Больница оказала на меня удивительное действие. Или все дело было в капельнице? Когда смотрю на то, как капли падают одна за другой, впадаю в состояние невероятной отрешенности. Редко бывает так, что я вижу свое будущее столь же ясно, как и чужое. Для этого, как тебе известно, нужна особая концентрация усилий и отрешенность. Свое можно увидеть лишь в том случае, если получится посмотреть на самого себя словно со стороны. Прошедшая ночь была одной из самых богатых на видения ночей в моей жизни. Я даже испугался - уж не последняя ли это ночь в моей жизни? Но увидел, что, слава Богу, далеко не последняя, но на эту тему прошу тебя мне вопросов никогда не задавать, любимая моя. Есть знание, которое может быть только моим и ничьим больше.

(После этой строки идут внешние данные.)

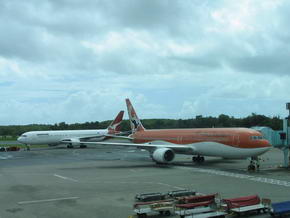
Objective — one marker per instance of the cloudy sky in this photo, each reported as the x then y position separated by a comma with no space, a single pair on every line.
77,60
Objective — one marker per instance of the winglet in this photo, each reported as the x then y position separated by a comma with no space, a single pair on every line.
135,122
115,126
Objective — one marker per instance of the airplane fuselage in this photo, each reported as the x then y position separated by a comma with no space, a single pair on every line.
220,142
57,136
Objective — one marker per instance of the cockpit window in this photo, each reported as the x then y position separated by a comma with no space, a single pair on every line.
258,137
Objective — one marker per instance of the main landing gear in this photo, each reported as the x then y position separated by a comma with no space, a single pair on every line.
197,159
254,164
27,147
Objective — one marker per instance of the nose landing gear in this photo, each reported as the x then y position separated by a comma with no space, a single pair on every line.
197,159
254,164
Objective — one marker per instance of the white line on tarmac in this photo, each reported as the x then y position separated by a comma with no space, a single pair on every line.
66,178
241,176
47,200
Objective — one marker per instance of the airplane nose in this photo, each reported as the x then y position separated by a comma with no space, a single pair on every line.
20,139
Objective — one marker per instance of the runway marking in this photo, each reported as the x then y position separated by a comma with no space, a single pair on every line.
241,176
66,178
47,200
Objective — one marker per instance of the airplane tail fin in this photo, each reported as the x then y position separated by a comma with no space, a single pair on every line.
135,122
115,126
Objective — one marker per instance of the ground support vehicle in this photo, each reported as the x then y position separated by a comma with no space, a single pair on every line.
280,209
199,206
162,203
9,148
164,207
247,204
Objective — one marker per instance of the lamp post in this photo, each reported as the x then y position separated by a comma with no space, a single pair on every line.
287,125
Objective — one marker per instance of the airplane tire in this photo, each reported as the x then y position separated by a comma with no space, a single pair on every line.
251,168
167,213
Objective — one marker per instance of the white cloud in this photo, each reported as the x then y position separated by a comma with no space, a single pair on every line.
75,62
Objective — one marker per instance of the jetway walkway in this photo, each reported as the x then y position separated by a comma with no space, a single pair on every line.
278,139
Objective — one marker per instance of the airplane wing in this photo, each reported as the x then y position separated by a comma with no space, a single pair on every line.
83,139
148,146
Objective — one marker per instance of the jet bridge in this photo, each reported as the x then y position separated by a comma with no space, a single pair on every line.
279,139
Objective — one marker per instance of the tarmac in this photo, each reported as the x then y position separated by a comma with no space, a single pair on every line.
103,181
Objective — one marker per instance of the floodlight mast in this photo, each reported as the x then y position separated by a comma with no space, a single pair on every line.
287,121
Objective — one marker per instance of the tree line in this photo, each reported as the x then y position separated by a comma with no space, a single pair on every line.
222,120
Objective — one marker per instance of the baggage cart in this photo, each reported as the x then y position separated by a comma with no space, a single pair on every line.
280,209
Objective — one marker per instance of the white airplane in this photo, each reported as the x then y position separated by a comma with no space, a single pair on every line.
71,137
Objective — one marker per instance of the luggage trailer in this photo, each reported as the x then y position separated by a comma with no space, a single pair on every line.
199,207
162,203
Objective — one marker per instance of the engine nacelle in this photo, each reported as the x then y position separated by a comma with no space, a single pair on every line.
163,155
75,142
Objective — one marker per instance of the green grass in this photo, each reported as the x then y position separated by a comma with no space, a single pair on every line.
23,146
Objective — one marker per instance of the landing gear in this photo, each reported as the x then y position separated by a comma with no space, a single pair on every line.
197,159
27,147
83,146
254,164
70,146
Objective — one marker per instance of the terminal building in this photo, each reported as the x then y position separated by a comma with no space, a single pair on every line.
280,138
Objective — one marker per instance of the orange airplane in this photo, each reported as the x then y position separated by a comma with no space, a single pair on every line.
163,144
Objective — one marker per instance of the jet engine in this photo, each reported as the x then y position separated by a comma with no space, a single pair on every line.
74,142
163,155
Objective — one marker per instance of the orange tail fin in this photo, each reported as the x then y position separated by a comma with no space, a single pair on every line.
115,126
135,122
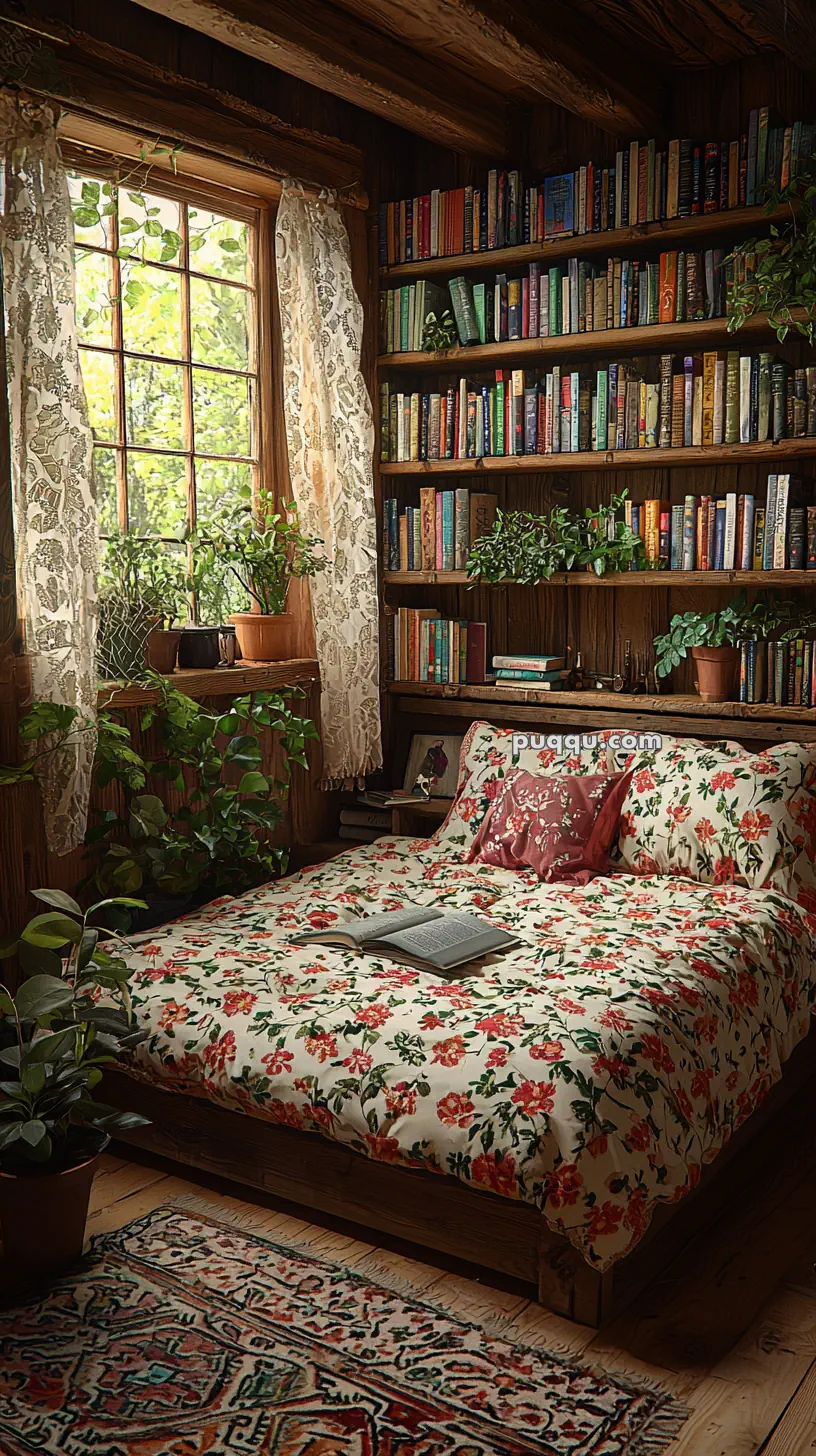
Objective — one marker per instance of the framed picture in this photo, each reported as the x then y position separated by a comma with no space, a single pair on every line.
434,756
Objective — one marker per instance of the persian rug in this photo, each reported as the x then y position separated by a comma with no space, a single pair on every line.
184,1337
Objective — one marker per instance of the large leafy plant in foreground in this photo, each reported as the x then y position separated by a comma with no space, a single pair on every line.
57,1035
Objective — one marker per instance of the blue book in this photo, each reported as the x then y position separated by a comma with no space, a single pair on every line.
720,535
448,536
558,204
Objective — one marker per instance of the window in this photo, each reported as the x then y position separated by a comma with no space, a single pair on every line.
168,331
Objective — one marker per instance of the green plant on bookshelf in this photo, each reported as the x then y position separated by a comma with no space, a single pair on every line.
778,273
526,548
439,332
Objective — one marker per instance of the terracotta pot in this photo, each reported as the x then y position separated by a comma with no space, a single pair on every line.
717,669
162,650
261,638
200,647
42,1219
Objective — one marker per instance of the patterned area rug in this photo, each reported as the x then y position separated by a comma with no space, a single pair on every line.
184,1337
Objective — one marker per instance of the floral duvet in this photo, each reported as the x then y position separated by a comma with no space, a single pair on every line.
592,1072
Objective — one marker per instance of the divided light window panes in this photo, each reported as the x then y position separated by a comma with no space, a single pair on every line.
168,331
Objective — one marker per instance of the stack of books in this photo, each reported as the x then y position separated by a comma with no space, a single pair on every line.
437,533
571,297
646,184
697,399
426,648
781,673
529,670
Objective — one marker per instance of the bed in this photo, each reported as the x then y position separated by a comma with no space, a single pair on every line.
550,1105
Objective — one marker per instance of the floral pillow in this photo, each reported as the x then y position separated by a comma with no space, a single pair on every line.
719,813
485,760
561,824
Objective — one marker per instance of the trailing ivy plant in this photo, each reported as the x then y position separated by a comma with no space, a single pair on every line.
526,548
439,334
777,274
730,626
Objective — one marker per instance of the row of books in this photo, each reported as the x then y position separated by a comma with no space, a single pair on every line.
781,673
701,399
571,297
427,648
437,533
646,184
730,532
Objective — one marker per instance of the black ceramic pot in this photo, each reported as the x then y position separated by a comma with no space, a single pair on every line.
200,647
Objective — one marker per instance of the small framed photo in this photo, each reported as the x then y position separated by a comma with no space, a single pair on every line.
436,757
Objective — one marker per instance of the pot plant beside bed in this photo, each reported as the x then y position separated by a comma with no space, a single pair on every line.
714,641
56,1038
264,549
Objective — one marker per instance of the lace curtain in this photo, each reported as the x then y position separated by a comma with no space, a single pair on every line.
330,436
56,535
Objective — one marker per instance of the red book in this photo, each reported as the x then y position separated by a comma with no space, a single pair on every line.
477,651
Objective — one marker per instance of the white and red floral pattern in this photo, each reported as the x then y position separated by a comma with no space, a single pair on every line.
592,1072
722,814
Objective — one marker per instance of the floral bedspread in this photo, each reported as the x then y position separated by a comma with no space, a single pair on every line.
592,1072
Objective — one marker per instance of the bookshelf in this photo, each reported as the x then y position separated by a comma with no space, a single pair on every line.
634,606
614,578
739,220
662,338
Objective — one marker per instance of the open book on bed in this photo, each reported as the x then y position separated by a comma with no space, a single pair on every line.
429,939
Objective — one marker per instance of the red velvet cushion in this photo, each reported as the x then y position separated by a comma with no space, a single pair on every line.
563,826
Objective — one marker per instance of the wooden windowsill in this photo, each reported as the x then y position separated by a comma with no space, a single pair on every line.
216,682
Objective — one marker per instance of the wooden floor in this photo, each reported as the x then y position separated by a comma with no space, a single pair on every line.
729,1328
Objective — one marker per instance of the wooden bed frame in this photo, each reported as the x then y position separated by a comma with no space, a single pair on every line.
440,1212
436,1212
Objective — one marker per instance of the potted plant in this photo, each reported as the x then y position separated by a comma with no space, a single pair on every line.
140,593
264,549
714,641
777,274
56,1038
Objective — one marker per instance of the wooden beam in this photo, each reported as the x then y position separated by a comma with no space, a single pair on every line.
111,83
786,25
315,41
535,53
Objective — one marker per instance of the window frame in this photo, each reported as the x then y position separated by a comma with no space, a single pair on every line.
258,213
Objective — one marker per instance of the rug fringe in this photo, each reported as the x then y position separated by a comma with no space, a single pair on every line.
662,1427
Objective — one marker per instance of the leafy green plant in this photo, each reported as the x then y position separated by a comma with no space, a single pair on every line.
777,274
528,548
56,1037
439,334
217,837
264,549
730,626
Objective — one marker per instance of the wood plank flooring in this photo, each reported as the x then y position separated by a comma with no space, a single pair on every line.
729,1328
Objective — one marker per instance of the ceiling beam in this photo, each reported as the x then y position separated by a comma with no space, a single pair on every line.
315,41
787,25
548,51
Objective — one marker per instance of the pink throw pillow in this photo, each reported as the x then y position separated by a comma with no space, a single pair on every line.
561,826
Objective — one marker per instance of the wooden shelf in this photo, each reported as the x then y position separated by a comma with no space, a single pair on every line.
614,578
676,338
652,459
633,712
216,682
669,233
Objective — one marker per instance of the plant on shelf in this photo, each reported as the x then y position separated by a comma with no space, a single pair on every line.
69,1019
714,639
777,274
264,549
143,587
439,334
528,548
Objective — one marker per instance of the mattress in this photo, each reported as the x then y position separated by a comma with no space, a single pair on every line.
592,1072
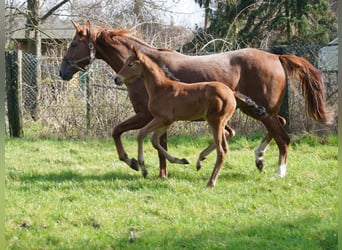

Пока доктора и медсестры возились со мной (сменяли капельницы, измеряли давление, снимали кардиограммы), я мысленно переносился все дальше и дальше. О том, что я увидел, мы еще поговорим, когда я вернусь домой, но сейчас у меня к тебе срочная просьба. Возьми мешок, сложи туда все мои папки, оберни клеенкой для сохранности и отвези к нашему Львенку. Пусть мои бумаги хранятся там до моего возвращения домой. Сейчас они никому, кроме меня, не нужны и никому, кроме меня, не опасны, но придет время - и их станут внимательно изучать. Сначала, как водится, начнется с журналистов, а следом за ними моим архивом займутся ученые. Это случится через шестьдесят лет. Не знаю, какое слово здесь употребить - "только" или "уже"? С точки зрения истории человечества шестьдесят лет - это даже не песчинка в часах, это тысячная доля той песчинки. С моей точки зрения, это почти что вечность. Шестьдесят лет! Я не Моше, чтобы дожить до ста двадцати! Но лучше поздно, чем никогда. Я видел, как мой архив издают отдельной книгой, видел свой портрет на обложке, видел, как люди читали эту книгу. Увиденное так мне понравилось, что сердце сразу стало биться ровно и тяжесть в груди исчезла. Ты же знаешь, любимая моя, как важно для меня не быть забытым навечно и не остаться в памяти людей ловким обманщиком. Ты скажешь: "Не о людской памяти надо думать, когда тебя привозят в больницу" и будешь тысячу раз права, драгоценная моя. Совсем не об этом следует думать на больничной койке в канун Йом-Кипура! Я бы и не думал бы сейчас об этом, если бы вдруг не начал бы беспокоиться за свой архив. Ирочка в санатории, я в больнице, тебя постоянно нет дома - мало ли что может случиться. Мне вообще не стоило держать свои папки дома. Мы часто бываем в отъезде, а архив мне постоянно не нужен. Он, если уж говорить честно, самому мне не нужен. Я же собираю его для будущих поколений. По возвращении домой я заберу папки, переберу все бумаги, отделяя важное от не очень важного, и помещу архив туда, где я буду за него совершенно спокоен. В Польше до войны была такая удобная вещь, как сейфы в банках. Заплатишь за год или за десять, получишь ключ, положишь все свои ценности - и живи спокойно. Один ключ у тебя, другой у банка, сейф открывается только двумя ключами сразу, банк надежно охраняется, а что самое главное - все можно сделать анонимно. Никто не знает, кто держит свои ценности в этом сейфе, Вольф Мессинг или Пинхас Шайнер.